Uruguay aprobó este mismo mes una legislación similar, pero no la implementará hasta abril. Otros países como Holanda han descriminalizado su consumo, pero su uso sigue siendo oficialmente ilegal, tal como se considera bajo los tratados internacionales sobre drogas. Se espera que muchos otros Estados, incluido el más poblado del país, California, sigan el ejemplo de Colorado y Washington en los próximos años, y hasta el gobierno federal está cediendo. Porque aunque el cannabis sigue siendo ilegal a nivel federal, el Departamento de Justicia ya ha anunciado que no intervendrá mientras los Estados apliquen sus propias leyes e impidan que el comercio legal de marihuana caiga en manos de criminales.

A medida que la marihuana sale de las sombras, empresarios innovadores están provocando una auténtica marea verde que ha convertido a la "hierba" en la industria que más rápido crece en Estados Unidos, según Arcview Group. Esta organización que agrupa a inversores de marihuana calcula que el sector, que incluye a los que producen la planta, las tiendas y varios negocios secundarios asociados, crecerá alrededor de 64 por ciento en 2014, lo que hará aumentar su valor de mercado de 1.440 millones de dólares a unos 2.340. Según este grupo, en 2018 el mercado de cannabis habrá superado los 10.000 millones de dólares.

Cambio de mentalidad.
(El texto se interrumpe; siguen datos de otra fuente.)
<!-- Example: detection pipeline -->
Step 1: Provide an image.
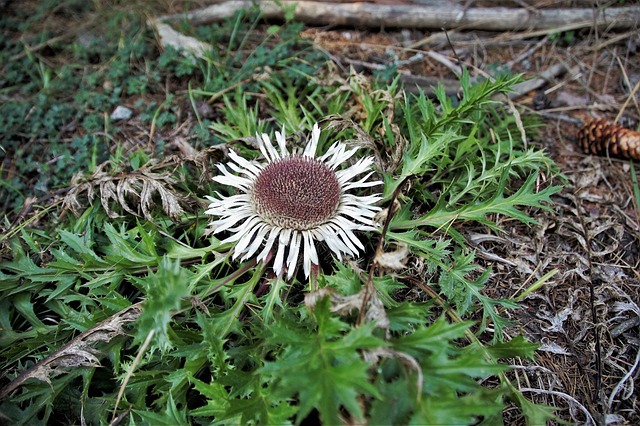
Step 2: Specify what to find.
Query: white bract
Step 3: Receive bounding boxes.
[205,123,382,279]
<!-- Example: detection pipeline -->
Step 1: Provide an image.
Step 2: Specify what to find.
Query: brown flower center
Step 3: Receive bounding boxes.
[251,155,341,231]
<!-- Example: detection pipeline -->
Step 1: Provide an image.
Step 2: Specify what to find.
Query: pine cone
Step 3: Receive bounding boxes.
[578,119,640,160]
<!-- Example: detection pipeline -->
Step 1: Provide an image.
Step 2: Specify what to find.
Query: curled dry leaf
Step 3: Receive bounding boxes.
[63,163,189,221]
[304,287,390,331]
[0,304,142,399]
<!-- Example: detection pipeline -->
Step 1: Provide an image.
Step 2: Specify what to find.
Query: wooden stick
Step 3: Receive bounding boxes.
[160,0,640,31]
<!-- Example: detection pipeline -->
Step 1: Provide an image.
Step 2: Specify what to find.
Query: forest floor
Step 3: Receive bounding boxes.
[5,1,640,424]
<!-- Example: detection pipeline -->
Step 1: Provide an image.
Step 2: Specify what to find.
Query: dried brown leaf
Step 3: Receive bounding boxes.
[0,304,142,399]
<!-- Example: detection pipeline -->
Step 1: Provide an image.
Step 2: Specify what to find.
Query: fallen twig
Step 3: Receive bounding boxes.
[160,0,640,31]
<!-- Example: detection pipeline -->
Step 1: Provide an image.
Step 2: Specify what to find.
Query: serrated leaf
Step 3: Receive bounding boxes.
[261,298,385,424]
[133,394,189,426]
[409,392,504,425]
[393,317,473,353]
[136,257,193,350]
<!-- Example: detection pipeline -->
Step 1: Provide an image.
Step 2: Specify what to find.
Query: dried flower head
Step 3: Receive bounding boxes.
[205,123,382,278]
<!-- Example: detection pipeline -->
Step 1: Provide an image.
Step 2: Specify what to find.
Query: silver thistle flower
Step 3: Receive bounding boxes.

A ello se une el cambio de mentalidad en Estados Unidos, donde las opiniones sobre la legalización de la marihuana han cambiado casi tan rápidamente como sobre las del matrimonio homosexual: una encuesta de Gallup en octubre halló que por primera vez una clara mayoría de estadounidenses (58 por ciento) consideraba que la droga debería ser legalizada. Cuando la encuestadora hizo esta pregunta por primera vez, en 1969, sólo un 12 por ciento contestó afirmativamente.

El beneficio más claro de esta legislación es reducir significativamente los 750.000 arrestos por cargos de marihuana que se registran cada año en Estados Unidos. Pero está aún por ver si esta ley funcionará a otros niveles. Los que se oponen a la legalización de la marihuana afirman que ésta aumentará el consumo de la droga, que atraerá la adicción entre más adolescentes y que además no traerá la bonanza en recaudación de impuestos que se prometen las autoridades. "Los jóvenes están recibiendo un mensaje erróneo de las campañas de legalización y de la marihuana con fines medicinales", dijo el "zar" antidrogas del país, Gil Kerlikowske. "Con el mensaje de que es una sustancia benigna que no tiene efectos nocivos, no le hacemos ningún bien a los jóvenes", advirtió.

Contradicciones. A ello se une la "contradicción" que suponen estas legislaciones locales en el plano internacional, como ha señalado entre otros el presidente de Colombia, Juan Manuel Santos. Y es que que el Ejecutivo de Barack Obama se ha mostrado reacio a abrirse a las demandas de América latina de discutir alternativas a la guerra contra las drogas, incluida la legalización de drogas blandas, pero a la par permite estos caminos diferentes dentro de su territorio. Del otro lado, los defensores de la legalización temen que el difícil entramado de leyes y regulaciones que han impuesto los gobiernos estatales hagan poco manejable este negocio.

De hecho, en Washington las autoridades todavía estudian las solicitudes para una licencia de marihuana enviadas por 2.500 negocios. Y en Colorado, sólo entre 5 y 10 comercios contarán con su licencia para el 1º de enero, señala el director del Marijuana Policy Project, Mason Tvert. A ello se añade el gran obstáculo que representa el requerimiento oficial de que toda planta lleve una etiqueta electrónica para asegurarse de que ninguna de ellas termine en el mercado negro, en vista de los altos precios de éstas. "Hay una serie de regulaciones que podrían ser problemáticas y que habrá que resolver", dijo. Aun así, Tvert se mostró confiado en que todo se solucionará con el tiempo. "Es un desafío, pero funcionará".